Выбрать главу

Гриммельсгаузен пользовался всем арсеналом риторических средств барокко, начиная от ораторского строя речи и кончая сложными аллегориями, притчами и назидательными житейскими примерами. Аллегорическое осмысление действительности проходит через весь роман о Симплициссимусе. Аллегорический отсвет ложится и на личность его главных героев. Возникает дидактический триптих, в центре которого находится сам Симплициссимус, а крылья образуют Херцбрудер, олицетворяющий жизнь праведника, отрешившегося от всего земного под влиянием бедствий войны и собственных несчастий, почти бесплотный, и кровавый Оливье — устрашающий пример закоснелого злодея и нераскаянного грешника. Он также порождение войны и деморализации общества. Между ними, как двумя извечными началами добра и зла, и качается, словно маятник, Симплициссимус — обыкновенный смертный, попавший в водоворот войны. Плавая по житейскому морю, он выработал лукавые и гибкие правила поведения и морали. Он не способен усвоить аскетические идеалы Херцбрудера, но и не доходит до полного морального падения, как Оливье.

Аллегорические элементы врастают в художественную ткань романа, становятся его плотью. Возникают два аспекта восприятия: условно-метафорический (аллегорико-эмблематический) и реалистический. Эта двойственность придает роману глубину, стереоскопичность, вызывает богатство литературных и бытовых ассоциаций. Непосредственная жизнь врывается в роман, воздействует на аллегорику и подчиняет ее своим целям.

Проведя своего героя через реальное многообразие жизни, Гриммельсгаузен пытается обобщить и объективировать его жизненный опыт, для чего снова прибегает к серии аллегорических картин в шестой книге романа, которую нельзя рассматривать как своего рода привесок, разрушающий стройность и законченность первоначальной композиции, «подобной античной трагедии», как утверждал голландский филолог Ян Схольте. Напротив, такое построение наиболее типично для прозы барокко, особенно в ее народном варианте. Не замкнутая композиция, а «открытая форма», допускающая уход «за раму» повествования. Аллегоризация жизненных и социальных отношений и сатирическое их осмысление восходит к средним векам. Гриммельсгаузен проецирует традиционные аллегории на актуальные вопросы войны и мира, как в дискурсах, которые ведут между собой обитатели Ада (VI, 3). Аллегорические олицетворения пороков проходят на реальном фоне, раскрываются социальные характеры, как в истории английского богача Юлия и его слуги Авара (VI, 6–8). Гриммельсгаузен не только развертывает красочные «аллегорические картины, но и противопоставляет их друг другу, предлагая различные аспекты истолкования действительности. И если мрачная история Подтирки олицетворяет тщетность человеческих надежд и усилий, то встреча Симплициссимуса с Бальдандерсом (по-русски можно было бы сказать «На-перемену-скор»), своего рода немецким Протеем, история которого была поведана еще Гансом Саксом, — утверждает вечную изменчивость бытия, неизбежный процесс самой жизни, проникнута народным отношением к смерти. Грозная идея «Vanitas» — тщетности земного существования, простершая свои крылья над литературой и мироощущением барокко, теряет свое религиозно-аскетическое содержание. Превращения Бальдандерса жизнерадостны, хотя и не лишены веселого сарказма.

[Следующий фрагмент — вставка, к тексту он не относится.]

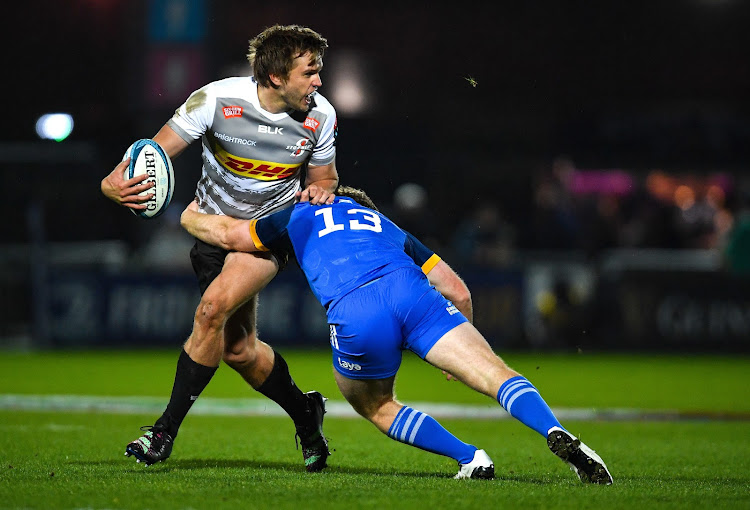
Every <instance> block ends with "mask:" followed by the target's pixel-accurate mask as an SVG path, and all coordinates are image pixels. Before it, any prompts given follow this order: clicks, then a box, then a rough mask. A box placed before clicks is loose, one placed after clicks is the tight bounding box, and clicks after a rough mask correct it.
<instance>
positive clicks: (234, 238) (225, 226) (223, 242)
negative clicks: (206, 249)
mask: <svg viewBox="0 0 750 510" xmlns="http://www.w3.org/2000/svg"><path fill="white" fill-rule="evenodd" d="M212 234H213V237H214V238H215V240H216V246H218V247H219V248H223V249H225V250H230V251H241V250H240V249H239V248H238V247H237V243H236V239H235V237H236V236H234V233H233V231H232V229H231V228H229V227H228V226H227V225H224V224H220V225H219V226H218V227H216V228H215V229H214V231H213V232H212Z"/></svg>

Аллегорические сцены в «Симплициссимусе» напоминают одновременно представления «школьного» дидактического театра иезуитов и ярмарочные зрелища. Гриммельсгаузен не остался чужд театральности барокко. Не случайно у ног странной фигуры на фронтисписе романа разбросаны театральные маски, а сам Симплициссимус в Париже участвует в оперном представлении, причем играет Орфея. Театральная иллюзия сталкивается с низменным маскарадом жизни, когда он встречается с тремя дамами в масках уже в роли наемного любовника (IV, 5). Изображаемый Гриммельсгаузеном мир, при всем своем непостоянстве и изменчивости, не обманчивый мираж, не театральная иллюзия, не сон и не фантасмагория, как его часто понимала высокая литература барокко. Жизнь ценна сама по себе и не является нриуготовлением к смерти, как уверяла церковная проповедь. Симплициссимусу чуждо чувство безысходности и обреченности. Он устремлен в жизнь, но мир до отвращения неустроен, несправедлив и коварен. И он то отрекается от него, проникаясь идеалами созерцательного отшельничества и, поселившись на высокой горе, взирает на людскую суету, то переносится на необитаемый остров, где ведет деятельную жизнь Робинзона (на полстолетия раньше героя Дефо). Но мир снова зовет его к себе.